The state's three largest sources of revenue are personal income taxes, sales and use taxes and corporate taxes.

For June, personal income taxes were 19.7% lower than the budget forecast at $13.6 billion, sales and use taxes were 2.8% lower, $99 million below projections and corporate taxes were 1.4% lower than anticipated, $146 million below projections.

July revenues were 13.5% lower than expected hitting $1.05 billion, while corporate taxes were 1.6% lower at $807 million and sales and use taxes were 6% lower than expected at $1.4 billion.

Personal income taxes are the state's biggest revenue generator.
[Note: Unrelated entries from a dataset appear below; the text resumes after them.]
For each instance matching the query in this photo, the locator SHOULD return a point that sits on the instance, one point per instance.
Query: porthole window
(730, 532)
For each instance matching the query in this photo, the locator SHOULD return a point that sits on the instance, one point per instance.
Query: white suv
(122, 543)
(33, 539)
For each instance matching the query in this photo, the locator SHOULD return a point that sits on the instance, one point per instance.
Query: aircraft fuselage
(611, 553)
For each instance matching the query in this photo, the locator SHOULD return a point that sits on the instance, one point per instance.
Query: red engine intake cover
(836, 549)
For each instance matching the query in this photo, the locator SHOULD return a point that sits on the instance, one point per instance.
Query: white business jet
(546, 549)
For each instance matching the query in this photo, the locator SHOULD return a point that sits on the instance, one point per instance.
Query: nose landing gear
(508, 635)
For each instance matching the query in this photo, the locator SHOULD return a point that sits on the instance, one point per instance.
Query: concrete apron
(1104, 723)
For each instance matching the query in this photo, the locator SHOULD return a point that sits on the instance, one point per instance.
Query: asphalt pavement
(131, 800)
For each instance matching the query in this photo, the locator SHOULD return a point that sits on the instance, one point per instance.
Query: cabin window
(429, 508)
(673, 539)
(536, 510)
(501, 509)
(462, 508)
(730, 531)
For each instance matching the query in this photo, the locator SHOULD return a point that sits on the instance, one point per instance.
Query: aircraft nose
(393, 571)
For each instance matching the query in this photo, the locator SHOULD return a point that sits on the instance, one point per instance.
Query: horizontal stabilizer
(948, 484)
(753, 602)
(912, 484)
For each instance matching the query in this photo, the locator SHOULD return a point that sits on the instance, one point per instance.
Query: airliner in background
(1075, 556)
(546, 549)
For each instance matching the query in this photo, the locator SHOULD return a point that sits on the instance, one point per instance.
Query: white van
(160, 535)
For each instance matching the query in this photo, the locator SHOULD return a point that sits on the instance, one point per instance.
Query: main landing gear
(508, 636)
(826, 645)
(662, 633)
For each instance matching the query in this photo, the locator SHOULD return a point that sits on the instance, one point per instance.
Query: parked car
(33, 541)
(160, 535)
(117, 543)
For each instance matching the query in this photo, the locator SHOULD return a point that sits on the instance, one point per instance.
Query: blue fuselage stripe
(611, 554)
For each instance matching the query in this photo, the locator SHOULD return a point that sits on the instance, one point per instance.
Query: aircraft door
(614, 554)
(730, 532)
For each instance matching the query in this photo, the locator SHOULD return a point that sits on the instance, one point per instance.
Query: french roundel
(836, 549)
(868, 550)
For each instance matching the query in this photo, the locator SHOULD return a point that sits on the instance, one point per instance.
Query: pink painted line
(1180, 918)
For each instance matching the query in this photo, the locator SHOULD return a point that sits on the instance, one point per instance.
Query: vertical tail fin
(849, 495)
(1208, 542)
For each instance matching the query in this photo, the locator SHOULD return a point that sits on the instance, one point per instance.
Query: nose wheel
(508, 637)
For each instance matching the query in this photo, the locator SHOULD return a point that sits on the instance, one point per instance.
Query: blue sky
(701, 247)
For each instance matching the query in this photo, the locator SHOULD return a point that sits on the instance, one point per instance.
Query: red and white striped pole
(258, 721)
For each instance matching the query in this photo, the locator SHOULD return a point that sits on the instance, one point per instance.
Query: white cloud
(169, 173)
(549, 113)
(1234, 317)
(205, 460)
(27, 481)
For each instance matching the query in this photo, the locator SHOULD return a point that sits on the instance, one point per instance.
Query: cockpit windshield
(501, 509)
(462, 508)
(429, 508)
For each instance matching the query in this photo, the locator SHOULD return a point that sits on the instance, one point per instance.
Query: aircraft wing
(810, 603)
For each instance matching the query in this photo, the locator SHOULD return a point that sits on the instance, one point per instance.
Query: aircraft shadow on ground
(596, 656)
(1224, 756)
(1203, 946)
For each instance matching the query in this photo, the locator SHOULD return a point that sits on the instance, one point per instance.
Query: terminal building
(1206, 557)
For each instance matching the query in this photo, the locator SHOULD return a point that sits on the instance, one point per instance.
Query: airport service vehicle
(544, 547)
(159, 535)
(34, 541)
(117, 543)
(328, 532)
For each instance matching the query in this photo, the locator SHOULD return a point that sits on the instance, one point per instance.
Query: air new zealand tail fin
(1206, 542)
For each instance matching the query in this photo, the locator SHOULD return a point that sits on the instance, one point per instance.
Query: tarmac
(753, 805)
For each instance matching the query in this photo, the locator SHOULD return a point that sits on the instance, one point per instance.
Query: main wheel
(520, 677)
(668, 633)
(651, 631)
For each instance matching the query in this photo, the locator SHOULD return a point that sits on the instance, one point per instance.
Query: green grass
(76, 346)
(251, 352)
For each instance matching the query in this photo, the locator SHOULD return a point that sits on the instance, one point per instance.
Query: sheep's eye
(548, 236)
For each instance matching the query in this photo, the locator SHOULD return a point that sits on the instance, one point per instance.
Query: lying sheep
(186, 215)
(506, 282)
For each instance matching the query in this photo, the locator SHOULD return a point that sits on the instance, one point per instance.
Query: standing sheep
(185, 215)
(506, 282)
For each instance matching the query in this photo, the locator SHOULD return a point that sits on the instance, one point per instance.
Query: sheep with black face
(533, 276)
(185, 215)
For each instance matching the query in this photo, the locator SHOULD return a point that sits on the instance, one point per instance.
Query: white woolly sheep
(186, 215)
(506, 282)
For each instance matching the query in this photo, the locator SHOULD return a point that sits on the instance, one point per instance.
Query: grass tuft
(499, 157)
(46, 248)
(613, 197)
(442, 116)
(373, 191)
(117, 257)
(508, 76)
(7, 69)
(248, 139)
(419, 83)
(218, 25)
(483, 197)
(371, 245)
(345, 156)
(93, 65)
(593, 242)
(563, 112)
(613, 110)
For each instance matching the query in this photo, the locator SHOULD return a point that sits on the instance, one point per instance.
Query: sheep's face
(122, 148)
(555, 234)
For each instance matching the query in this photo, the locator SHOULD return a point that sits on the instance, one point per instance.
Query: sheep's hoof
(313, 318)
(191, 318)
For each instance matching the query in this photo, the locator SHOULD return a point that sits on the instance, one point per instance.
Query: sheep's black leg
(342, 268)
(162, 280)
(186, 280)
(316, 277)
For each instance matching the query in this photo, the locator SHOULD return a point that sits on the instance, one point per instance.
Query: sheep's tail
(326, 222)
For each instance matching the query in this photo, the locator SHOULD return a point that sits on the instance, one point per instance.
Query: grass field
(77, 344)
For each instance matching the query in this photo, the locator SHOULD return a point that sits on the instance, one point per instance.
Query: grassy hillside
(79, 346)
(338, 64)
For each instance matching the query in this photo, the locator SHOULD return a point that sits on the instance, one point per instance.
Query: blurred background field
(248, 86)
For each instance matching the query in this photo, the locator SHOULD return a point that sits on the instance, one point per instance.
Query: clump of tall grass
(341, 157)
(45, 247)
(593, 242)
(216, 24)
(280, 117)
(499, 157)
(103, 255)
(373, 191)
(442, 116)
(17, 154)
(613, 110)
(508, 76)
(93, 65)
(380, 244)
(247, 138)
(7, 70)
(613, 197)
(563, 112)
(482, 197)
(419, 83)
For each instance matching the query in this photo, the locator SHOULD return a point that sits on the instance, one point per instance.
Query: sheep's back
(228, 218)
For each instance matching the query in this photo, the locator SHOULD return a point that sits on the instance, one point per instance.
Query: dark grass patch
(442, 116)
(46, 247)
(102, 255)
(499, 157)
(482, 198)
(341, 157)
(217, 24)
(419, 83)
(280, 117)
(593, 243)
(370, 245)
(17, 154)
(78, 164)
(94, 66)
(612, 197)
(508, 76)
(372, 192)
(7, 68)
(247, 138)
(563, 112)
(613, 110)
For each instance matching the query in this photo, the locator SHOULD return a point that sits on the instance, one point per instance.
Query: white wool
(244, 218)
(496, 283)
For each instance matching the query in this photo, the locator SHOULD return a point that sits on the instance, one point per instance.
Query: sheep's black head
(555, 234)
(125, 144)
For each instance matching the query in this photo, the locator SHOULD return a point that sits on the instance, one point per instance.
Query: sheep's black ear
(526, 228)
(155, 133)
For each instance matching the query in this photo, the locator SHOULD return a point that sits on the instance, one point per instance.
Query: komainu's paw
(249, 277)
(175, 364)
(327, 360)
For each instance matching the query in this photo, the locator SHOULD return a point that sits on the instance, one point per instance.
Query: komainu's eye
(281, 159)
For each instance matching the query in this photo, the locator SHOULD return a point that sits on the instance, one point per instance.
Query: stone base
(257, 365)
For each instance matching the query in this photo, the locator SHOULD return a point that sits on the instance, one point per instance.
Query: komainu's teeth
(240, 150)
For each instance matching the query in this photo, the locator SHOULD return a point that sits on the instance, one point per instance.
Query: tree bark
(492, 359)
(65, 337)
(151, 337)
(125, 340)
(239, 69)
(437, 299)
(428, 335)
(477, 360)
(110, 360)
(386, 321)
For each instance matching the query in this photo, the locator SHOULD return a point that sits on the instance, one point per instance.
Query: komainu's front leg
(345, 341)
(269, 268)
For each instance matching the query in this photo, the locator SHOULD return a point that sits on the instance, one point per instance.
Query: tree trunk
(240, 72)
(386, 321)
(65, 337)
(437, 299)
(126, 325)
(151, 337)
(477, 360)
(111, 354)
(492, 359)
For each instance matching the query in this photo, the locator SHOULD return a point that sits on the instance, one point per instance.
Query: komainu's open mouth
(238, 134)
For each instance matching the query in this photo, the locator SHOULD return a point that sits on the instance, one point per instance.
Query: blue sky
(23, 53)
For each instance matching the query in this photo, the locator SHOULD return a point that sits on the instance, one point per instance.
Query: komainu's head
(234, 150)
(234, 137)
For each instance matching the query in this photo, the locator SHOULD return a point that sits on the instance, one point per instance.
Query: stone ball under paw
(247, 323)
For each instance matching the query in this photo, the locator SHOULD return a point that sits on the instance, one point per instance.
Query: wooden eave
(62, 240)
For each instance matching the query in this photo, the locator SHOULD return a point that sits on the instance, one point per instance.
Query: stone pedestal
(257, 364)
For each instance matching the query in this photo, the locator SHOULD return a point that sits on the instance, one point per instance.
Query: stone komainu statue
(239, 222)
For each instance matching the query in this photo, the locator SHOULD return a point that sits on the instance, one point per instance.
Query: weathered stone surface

Rating agencies have often commented in reports on how dependent the state is on capital gains and therefore personal income taxes from its wealthier residents.

All of the rating agencies have said the state's revenue volatility, because of the progressive income tax structure, and its dependence on high-net worth individuals, and thus the stock market, keeps it from having higher ratings.

In a recent report, S&P analysts noted that 62% of budgeted state general fund revenue comes from personal income tax, and about half of PIT is derived from the top 1% of state taxpayers, including their high proportion of income from capital gains.

The California Legislative Analyst's Office released a report estimating a 70% chance that fiscal 2022-23 general fund revenues could come in under budget.

"At the time of the May outlook, we cautioned that economic indicators were suggesting a slowdown could be on the horizon," Brian Uhler, deputy legislative analyst, wrote in the report published August 1. "More recent economic data has continued to point in this direction."

He noted, however, much of the fiscal year "lies ahead of us and there remains significant uncertainty about how much the state ultimately will collect — and the implications of unanticipated changes in revenues for the state's budget are not straightforward."